Le Cameroun a été la cible samedi soir d’un nouvel attentat, perpétré par une kamikaze adolescente. L’attaque a fait au moins 20 morts dans la ville de Maroua (extrême-nord), déjà frappée mercredi par une double attaque meurtrière portant la marque de Boko Haram.

L’attentat, qui a également fait 79 blessés, a été commis par «une fillette d’une douzaine d’années», a précisé la télévision d’Etat. Il a visé vers 20h50 un bar bondé dans le quartier populaire du Pont vert, ont précisé des habitants. «Nous avons appris qu’il y a eu une attaque au grand bar le ‘Boucan’», très fréquenté en soirée», a raconté l’un d’entre eux, affirmant avoir entendu «une forte explosion». «C’est la psychose», a-t-il ajouté.
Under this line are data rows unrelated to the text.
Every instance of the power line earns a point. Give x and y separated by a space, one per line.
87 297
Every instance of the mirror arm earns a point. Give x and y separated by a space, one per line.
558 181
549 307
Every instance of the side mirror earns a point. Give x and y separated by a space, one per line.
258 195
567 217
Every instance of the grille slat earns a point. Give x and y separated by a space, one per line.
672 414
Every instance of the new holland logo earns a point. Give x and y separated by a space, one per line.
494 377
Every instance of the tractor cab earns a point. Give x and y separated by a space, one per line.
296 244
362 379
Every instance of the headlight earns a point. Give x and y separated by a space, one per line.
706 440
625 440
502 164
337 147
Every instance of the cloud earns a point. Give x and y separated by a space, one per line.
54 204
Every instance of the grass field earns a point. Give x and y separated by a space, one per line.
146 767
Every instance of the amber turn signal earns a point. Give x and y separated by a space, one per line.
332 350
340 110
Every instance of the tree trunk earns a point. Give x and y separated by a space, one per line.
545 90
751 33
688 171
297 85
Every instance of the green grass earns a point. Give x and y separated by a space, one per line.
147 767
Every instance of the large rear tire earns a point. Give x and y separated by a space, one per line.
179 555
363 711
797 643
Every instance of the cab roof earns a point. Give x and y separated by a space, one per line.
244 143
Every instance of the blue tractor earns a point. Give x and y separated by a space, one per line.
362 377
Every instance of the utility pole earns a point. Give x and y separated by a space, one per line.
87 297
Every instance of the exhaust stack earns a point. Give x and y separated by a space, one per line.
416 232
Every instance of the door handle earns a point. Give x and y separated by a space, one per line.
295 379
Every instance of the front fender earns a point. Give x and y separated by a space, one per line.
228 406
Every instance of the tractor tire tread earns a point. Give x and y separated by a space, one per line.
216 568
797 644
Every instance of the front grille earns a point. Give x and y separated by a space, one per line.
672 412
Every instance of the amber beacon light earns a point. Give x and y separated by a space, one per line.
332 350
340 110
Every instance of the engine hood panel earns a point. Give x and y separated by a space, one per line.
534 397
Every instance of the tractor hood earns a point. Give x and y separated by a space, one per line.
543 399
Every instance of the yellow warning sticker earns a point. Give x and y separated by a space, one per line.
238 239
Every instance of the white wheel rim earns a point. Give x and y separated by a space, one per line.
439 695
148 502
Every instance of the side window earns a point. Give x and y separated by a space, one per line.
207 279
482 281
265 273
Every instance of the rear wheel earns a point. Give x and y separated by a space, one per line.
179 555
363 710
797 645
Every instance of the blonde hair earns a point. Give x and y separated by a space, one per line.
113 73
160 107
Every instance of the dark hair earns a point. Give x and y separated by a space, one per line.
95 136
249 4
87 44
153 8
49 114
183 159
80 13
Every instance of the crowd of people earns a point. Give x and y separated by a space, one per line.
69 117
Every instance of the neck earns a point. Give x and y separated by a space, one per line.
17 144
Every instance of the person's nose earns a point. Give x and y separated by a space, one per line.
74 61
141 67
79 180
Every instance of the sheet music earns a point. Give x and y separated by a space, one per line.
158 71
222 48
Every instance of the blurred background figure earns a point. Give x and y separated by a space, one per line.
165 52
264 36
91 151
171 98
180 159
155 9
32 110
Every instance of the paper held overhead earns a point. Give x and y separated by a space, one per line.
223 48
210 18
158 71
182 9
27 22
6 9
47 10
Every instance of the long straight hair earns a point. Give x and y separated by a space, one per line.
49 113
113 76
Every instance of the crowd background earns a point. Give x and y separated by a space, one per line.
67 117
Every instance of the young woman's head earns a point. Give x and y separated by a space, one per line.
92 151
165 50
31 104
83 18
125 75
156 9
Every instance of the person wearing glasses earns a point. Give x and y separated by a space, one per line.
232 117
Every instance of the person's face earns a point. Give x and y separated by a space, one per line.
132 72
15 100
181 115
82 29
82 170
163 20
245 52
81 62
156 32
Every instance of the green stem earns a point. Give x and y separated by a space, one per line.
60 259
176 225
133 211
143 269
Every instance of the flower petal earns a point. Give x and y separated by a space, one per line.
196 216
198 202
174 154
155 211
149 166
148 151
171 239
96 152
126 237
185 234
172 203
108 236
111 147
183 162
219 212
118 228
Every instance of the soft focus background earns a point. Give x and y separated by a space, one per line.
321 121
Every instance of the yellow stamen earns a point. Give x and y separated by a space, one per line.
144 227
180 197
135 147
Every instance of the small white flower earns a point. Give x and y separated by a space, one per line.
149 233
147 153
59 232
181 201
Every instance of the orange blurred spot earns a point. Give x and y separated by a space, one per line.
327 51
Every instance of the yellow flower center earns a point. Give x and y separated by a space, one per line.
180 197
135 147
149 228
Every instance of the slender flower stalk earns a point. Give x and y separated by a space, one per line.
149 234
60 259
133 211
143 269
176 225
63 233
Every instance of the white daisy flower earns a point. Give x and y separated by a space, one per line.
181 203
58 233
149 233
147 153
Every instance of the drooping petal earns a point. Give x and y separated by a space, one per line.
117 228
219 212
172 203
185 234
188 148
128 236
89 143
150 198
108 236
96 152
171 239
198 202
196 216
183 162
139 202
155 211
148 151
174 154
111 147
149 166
Un autre habitant a affirmé que le bilan pourrait atteindre 30 morts. Les forces de sécurité ont bouclé la zone de l’attentat suicide et procédé à plusieurs arrestations, a précisé la télévision d’Etat.

Cinquième attentat

Il s’agit du cinquième attentat-suicide commis au Cameroun en deux semaines. Le 12 juillet, deux femmes kamikazes s’étaient fait exploser à Fotokol (nord), localité frontalière du Nigeria, tuant dix civils et un soldat tchadien.
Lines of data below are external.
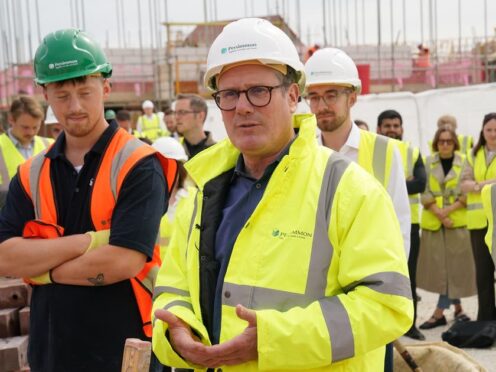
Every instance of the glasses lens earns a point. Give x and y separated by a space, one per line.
259 96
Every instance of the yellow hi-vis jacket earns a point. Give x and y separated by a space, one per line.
410 155
11 158
151 128
489 201
476 218
320 260
444 191
381 148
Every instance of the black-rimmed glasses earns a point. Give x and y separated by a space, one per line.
258 96
330 97
184 112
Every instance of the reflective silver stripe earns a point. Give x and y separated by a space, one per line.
179 303
4 173
339 328
379 159
195 209
34 179
409 161
391 283
174 303
322 249
119 160
493 209
149 281
259 298
164 289
474 206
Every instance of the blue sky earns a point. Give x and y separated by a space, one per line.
354 21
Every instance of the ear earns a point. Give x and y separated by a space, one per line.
293 95
106 89
353 99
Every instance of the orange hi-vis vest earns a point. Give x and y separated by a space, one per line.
123 152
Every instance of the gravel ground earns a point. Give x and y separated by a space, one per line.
486 357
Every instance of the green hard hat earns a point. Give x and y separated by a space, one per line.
68 54
109 115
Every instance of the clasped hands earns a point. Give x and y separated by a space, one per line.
240 349
97 239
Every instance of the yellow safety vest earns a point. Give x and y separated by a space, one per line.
11 158
167 225
410 155
476 218
444 190
489 201
466 144
151 127
326 275
375 155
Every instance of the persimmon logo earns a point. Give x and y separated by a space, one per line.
294 234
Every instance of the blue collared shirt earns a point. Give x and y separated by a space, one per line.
245 192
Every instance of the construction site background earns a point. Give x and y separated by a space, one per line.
159 74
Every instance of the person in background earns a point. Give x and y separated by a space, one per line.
390 124
361 124
191 113
170 123
149 124
21 141
466 142
446 263
252 283
171 148
52 124
123 118
81 221
480 170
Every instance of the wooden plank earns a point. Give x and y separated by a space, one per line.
137 355
9 323
24 315
13 293
13 353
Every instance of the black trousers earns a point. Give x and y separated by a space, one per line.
412 264
484 271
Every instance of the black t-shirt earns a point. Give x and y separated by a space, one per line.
77 328
447 164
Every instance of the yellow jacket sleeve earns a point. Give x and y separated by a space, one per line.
172 290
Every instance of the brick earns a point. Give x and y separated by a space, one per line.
13 353
24 314
9 323
136 356
13 293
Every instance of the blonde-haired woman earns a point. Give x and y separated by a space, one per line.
445 263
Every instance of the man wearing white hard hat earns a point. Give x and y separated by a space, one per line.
171 148
52 123
150 125
282 264
332 88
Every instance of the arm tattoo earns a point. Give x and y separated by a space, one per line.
98 281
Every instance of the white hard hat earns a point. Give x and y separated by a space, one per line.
332 66
50 117
170 148
252 39
147 104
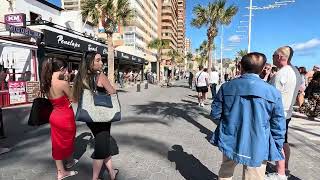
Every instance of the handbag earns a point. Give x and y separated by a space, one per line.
88 110
40 111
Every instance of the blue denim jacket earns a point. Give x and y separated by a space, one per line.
251 119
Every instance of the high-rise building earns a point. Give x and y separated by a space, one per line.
71 5
169 25
181 25
187 44
143 28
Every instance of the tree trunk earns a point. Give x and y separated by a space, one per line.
209 54
158 65
110 59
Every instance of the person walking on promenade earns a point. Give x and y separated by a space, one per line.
90 68
287 80
251 127
311 107
62 120
214 81
202 83
190 79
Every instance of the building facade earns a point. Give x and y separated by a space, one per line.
169 27
187 46
181 26
143 28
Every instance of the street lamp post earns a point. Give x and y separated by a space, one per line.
249 29
221 53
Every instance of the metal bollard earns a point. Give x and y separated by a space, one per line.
2 136
138 87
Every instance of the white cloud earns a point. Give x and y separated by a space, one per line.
306 45
234 38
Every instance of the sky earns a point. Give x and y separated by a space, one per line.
296 24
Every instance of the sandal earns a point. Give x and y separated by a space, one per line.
72 173
71 164
116 174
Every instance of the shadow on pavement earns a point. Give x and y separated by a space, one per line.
121 91
140 120
189 166
272 168
174 111
182 86
304 130
193 96
81 144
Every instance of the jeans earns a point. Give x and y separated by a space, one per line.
213 90
248 173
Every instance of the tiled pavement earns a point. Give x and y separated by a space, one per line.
164 135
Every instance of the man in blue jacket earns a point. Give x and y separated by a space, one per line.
251 119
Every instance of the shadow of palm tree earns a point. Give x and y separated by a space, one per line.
174 111
189 166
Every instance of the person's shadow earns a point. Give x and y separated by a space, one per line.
81 143
189 166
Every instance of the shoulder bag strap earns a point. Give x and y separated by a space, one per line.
198 77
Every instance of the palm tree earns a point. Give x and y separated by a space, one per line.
189 57
158 44
212 16
107 15
242 53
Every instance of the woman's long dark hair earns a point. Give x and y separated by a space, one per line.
50 66
85 75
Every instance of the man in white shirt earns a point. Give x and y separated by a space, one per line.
213 81
287 80
202 84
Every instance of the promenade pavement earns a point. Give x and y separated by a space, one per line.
163 136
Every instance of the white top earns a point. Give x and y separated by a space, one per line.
287 80
214 77
200 78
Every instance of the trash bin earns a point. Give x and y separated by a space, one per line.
1 125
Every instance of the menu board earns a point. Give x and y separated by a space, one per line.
17 91
33 88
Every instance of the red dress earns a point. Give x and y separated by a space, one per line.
63 128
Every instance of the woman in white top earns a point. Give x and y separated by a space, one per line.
202 84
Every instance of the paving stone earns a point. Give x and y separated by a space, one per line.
155 121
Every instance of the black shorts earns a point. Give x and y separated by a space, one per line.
202 89
287 126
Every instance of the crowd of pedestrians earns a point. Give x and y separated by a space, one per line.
254 112
62 118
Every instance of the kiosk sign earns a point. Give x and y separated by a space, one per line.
15 19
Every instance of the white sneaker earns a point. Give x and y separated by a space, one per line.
275 176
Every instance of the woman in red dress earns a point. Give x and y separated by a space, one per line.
62 120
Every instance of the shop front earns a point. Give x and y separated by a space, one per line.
58 43
19 80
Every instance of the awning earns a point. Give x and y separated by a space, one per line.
56 38
128 58
12 43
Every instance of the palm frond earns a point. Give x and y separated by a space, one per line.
230 12
89 10
200 13
124 13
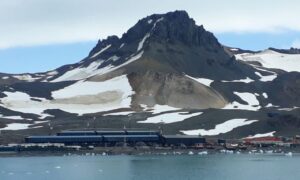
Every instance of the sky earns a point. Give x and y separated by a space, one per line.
40 35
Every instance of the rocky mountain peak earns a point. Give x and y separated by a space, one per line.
172 27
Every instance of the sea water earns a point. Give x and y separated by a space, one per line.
146 167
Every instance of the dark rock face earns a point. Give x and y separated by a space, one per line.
284 90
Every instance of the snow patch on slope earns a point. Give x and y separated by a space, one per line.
270 134
266 78
170 117
92 69
101 51
252 102
81 98
221 128
272 59
141 43
247 80
26 77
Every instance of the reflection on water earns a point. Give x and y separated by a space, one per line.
208 167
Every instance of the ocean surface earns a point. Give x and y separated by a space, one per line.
174 167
Mercredi, deux adolescentes kamikazes avaient déjà tué treize personnes en se faisant exploser au marché central de Maroua et dans un quartier voisin. Maroua est le chef-lieu de la région de l’Extrême-Nord, frontalière des fiefs nigérians du groupe islamiste Boko Haram.

Cette ville commerçante jadis animée et majoritairement peuplée de musulmans vivait déjà dans la peur et sous étroite surveillance militaire depuis des mois. La circulation des deux-roues, connus pour être le moyen de transport privilégié par les islamistes, était notamment interdite dès la tombée de la nuit.

Pour prévenir ces attaques, le gouverneur de la région a également interdit le port du voile islamique intégral, régulièrement utilisé par des kamikazes de Boko Haram pour dissimuler leurs explosifs.

Cette interdiction a été étendue à d’autres zones du territoire camerounais, sans être généralisée à tout le pays. Le Tchad voisin a lui totalement proscrit le voile intégral après avoir été la cible d’attentats similaires à N’Djamena.

Attaques quasi-quotidiennes

Le Cameroun, le Tchad et le Niger ont lancé au début de l’année de vastes opérations miliaires contre Boko Haram, leur infligeant de lourdes pertes sans parvenir à les neutraliser. Et les attentats sont désormais quasi-quotidiens.

Vendredi encore, au moins 25 personnes ont été tuées dans une nouvelle attaque menée par des islamistes dans des villages du nord-est du Nigeria situés à proximité de la forêt de Sambisa, un des repaires historiques de Boko Haram.

«Les assaillants sont des habitants de ces villages qui ont rejoint Boko Haram. (…) Maintenant ils sont sans limites, ils s’en prennent à leur propre communauté à cause de la pression qu’ils subissent avec l’offensive de l’armée», a affirmé Maina Ularamu, le chef du district de Madagali, où se situent les villages attaqués.

«Ils en veulent à leur communauté, parce qu’elle a refusé de les laisser rentrer chez eux pour échapper à l’assaut de l’armée sur leurs camps. Ceux qui ont essayé de rentrer ont été dénoncés et arrêtés par les autorités», a-t-il expliqué.

Centaines de morts

Une nouvelle vague de violences a déjà fait plus de 800 morts depuis l’investiture, fin mai, du nouveau président nigérian Muhammadu Buhari, qui a érigé en priorité la lutte contre les insurgés, affiliés à l’Etat islamique (EI).

Les attaques perpétrées par Boko Haram et la répression de l’insurrection par les forces nigérianes ont fait plus de 15’000 morts et 1,5 million de déplacés au Nigeria depuis 2009.